O País – A verdade como notícia

Moçambique tem cerca de 900 crianças a viver na rua

Num mês em que se celebram efemérides da criança, cerca de 900 petizes ainda vivem nas ruas. Os problemas, que este grupo enfrenta e o drama de sobrevivência a que está sujeito, são os mesmos de sempre, mas faltam soluções.

Entregues à própria sorte, estas crianças estão dia e noite expostas a intempéries. Neste inverno, não escapam do frio por falta de abrigo e agasalhos.

As circunstâncias da vida que empurraram João Elias para a rua são similares as de tantas outras crianças cujos sonhos foram interrompidos pela ausência de amparo e protecção.

“Eu vivia com a minha avó na província de Gaza, cidade de Xai-Xai. Fugi de casa, porque ela me maltratava e o meu pai nunca quis saber de mim, abandou a minha mãe ainda grávida. A minha mãe foi formar uma nova família e, sempre que procurei por ela para falar sobre a minha situação, se mostrou indisponível e desinteressada”, disse João Elias.

Questionado sobre como faz para sobreviver, João respondeu que “para me alimentar, procuro restos na lata de lixo e peço às pessoas na porta de centros comerciais e restaurantes”.
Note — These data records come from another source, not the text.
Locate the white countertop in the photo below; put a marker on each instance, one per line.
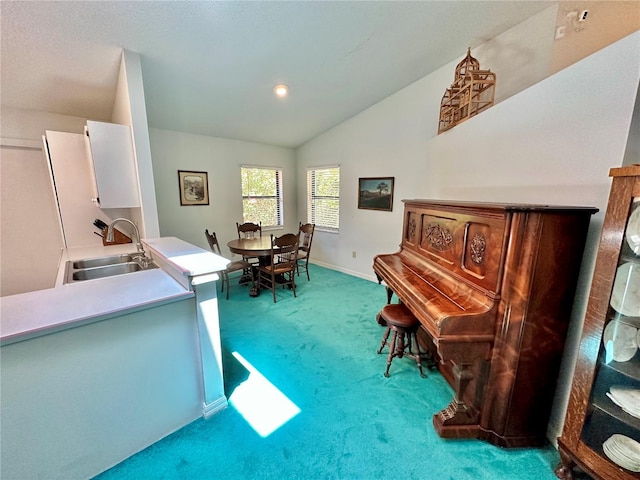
(32, 314)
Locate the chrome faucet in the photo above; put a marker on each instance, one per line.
(135, 228)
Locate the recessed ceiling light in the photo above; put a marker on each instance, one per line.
(281, 90)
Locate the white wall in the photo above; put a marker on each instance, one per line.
(221, 158)
(130, 109)
(553, 143)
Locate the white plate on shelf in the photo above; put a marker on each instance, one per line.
(623, 451)
(620, 341)
(625, 297)
(628, 399)
(632, 232)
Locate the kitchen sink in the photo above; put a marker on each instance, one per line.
(102, 267)
(102, 261)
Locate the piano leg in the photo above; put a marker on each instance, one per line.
(458, 416)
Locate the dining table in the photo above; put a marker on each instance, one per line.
(251, 247)
(259, 247)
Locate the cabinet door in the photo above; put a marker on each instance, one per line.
(112, 158)
(71, 180)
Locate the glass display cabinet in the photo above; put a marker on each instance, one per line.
(601, 434)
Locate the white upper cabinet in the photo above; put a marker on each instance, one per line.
(110, 150)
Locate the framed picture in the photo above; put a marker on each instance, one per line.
(375, 193)
(194, 187)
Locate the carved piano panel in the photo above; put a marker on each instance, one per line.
(493, 287)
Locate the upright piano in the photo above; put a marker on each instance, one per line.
(493, 287)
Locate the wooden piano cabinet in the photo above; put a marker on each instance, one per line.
(493, 287)
(592, 417)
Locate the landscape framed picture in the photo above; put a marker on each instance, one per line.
(376, 193)
(194, 187)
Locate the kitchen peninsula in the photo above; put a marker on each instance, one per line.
(97, 370)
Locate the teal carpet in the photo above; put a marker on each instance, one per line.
(319, 351)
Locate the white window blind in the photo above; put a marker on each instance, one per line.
(262, 196)
(323, 197)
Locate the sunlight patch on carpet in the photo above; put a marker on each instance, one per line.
(260, 402)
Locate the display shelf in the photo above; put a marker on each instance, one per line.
(592, 416)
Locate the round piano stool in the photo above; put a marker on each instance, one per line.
(398, 319)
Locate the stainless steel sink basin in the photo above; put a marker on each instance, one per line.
(102, 261)
(93, 268)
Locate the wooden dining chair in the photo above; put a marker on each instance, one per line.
(282, 269)
(305, 231)
(235, 266)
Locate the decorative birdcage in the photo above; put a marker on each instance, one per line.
(472, 91)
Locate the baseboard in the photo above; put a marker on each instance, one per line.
(353, 273)
(209, 409)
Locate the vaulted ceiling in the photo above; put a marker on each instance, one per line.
(209, 67)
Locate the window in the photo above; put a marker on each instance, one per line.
(262, 195)
(323, 197)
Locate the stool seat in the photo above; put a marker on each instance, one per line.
(399, 319)
(399, 315)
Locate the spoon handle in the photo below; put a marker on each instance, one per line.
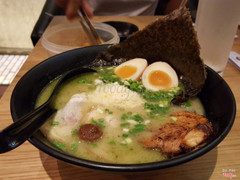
(18, 132)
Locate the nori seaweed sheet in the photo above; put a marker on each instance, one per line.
(171, 39)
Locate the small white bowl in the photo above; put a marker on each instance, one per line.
(68, 36)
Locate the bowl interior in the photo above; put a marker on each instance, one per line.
(216, 97)
(124, 29)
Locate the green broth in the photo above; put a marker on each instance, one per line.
(120, 126)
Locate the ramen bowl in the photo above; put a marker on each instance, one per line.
(216, 96)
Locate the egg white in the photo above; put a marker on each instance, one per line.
(159, 66)
(138, 63)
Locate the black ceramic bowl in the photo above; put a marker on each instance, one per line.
(216, 97)
(124, 29)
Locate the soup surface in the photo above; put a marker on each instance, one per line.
(124, 111)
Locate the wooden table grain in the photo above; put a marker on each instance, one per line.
(27, 162)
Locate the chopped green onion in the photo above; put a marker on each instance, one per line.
(101, 120)
(112, 142)
(91, 87)
(108, 111)
(137, 118)
(54, 123)
(173, 118)
(138, 128)
(123, 143)
(58, 145)
(187, 104)
(124, 124)
(124, 117)
(94, 144)
(97, 123)
(75, 146)
(74, 132)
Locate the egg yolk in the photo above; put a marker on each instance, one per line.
(126, 71)
(159, 78)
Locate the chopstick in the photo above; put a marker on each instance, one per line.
(88, 27)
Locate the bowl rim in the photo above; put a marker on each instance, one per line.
(126, 167)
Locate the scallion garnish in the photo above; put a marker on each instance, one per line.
(54, 123)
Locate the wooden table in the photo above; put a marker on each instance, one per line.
(27, 162)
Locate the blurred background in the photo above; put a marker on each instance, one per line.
(17, 20)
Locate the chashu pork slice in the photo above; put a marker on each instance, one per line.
(182, 135)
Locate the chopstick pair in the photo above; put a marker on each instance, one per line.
(88, 27)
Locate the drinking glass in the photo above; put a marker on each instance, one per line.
(216, 25)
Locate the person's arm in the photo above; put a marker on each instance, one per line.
(172, 5)
(73, 5)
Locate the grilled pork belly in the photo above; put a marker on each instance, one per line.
(185, 133)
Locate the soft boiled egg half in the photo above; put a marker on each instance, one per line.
(131, 69)
(159, 76)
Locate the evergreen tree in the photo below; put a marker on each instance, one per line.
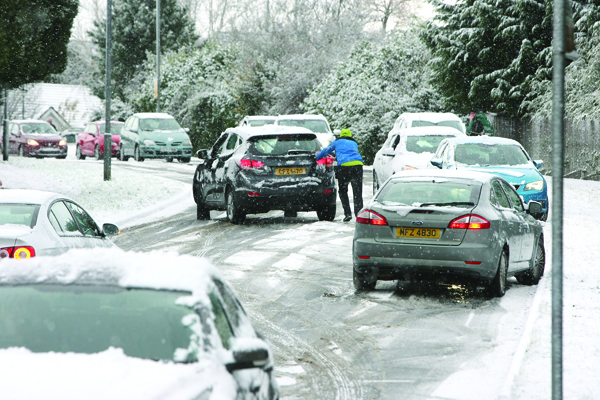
(134, 35)
(34, 35)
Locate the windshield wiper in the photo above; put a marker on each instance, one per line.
(453, 203)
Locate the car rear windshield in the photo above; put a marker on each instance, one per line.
(283, 144)
(19, 214)
(424, 144)
(33, 127)
(490, 154)
(434, 191)
(115, 129)
(159, 124)
(89, 319)
(315, 125)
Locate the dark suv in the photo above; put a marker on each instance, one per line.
(255, 170)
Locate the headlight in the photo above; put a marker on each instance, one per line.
(536, 185)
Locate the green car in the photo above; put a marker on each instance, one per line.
(154, 135)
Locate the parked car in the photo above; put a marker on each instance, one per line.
(107, 324)
(256, 120)
(34, 138)
(411, 150)
(316, 123)
(35, 223)
(70, 134)
(504, 157)
(255, 170)
(154, 135)
(90, 142)
(450, 226)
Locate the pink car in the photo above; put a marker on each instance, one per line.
(90, 142)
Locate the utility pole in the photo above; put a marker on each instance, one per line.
(107, 134)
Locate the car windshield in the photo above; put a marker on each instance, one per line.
(490, 154)
(115, 129)
(315, 125)
(424, 144)
(429, 192)
(35, 127)
(451, 123)
(282, 144)
(89, 319)
(159, 124)
(19, 214)
(261, 122)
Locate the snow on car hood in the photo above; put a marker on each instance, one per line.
(107, 375)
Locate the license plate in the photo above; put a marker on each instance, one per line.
(290, 171)
(418, 233)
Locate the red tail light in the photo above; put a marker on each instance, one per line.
(249, 164)
(470, 221)
(18, 252)
(370, 218)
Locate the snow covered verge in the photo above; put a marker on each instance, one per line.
(124, 200)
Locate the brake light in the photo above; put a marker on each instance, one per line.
(249, 164)
(17, 252)
(370, 218)
(470, 221)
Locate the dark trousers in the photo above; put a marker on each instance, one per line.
(352, 175)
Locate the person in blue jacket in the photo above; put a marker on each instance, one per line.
(349, 170)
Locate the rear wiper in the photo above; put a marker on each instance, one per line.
(453, 203)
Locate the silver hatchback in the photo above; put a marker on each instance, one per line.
(448, 226)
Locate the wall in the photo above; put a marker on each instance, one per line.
(582, 144)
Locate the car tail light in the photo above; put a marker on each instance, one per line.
(18, 252)
(249, 164)
(370, 218)
(470, 221)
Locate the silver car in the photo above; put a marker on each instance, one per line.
(449, 226)
(36, 223)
João tentou regressar à casa, mas não houve abertura para a sua reinserção. “Liguei para minha tia, mas as notícias não foram satisfatórias, soube que minha avó vendeu a casa onde vivíamos por causa de dívidas que tinha com o banco e a minha mãe disse que os filhos de que ela cuida são o suficiente e que já não tinha espaço para mim”.

Apesar de todo sofrimento, João mantém a esperança de dias melhores, sobretudo voltar a estudar, ter trabalho e melhores condições de vida.

A história de Edson Macuácua, companheiro de João Elias, não é muito diferente. Abandonado ainda recém-nascido pelos seus progenitores, Edson foi criado pela sua avó com quem teve desavenças e foi obrigado a sair de casa.

“Os meus pais abandonaram-me ainda bebé, minha avó é quem me criou, mas, ao longo do tempo, as coisas mudaram. Acusava-me de furto, enquanto eu trabalhava para ajudá-la.”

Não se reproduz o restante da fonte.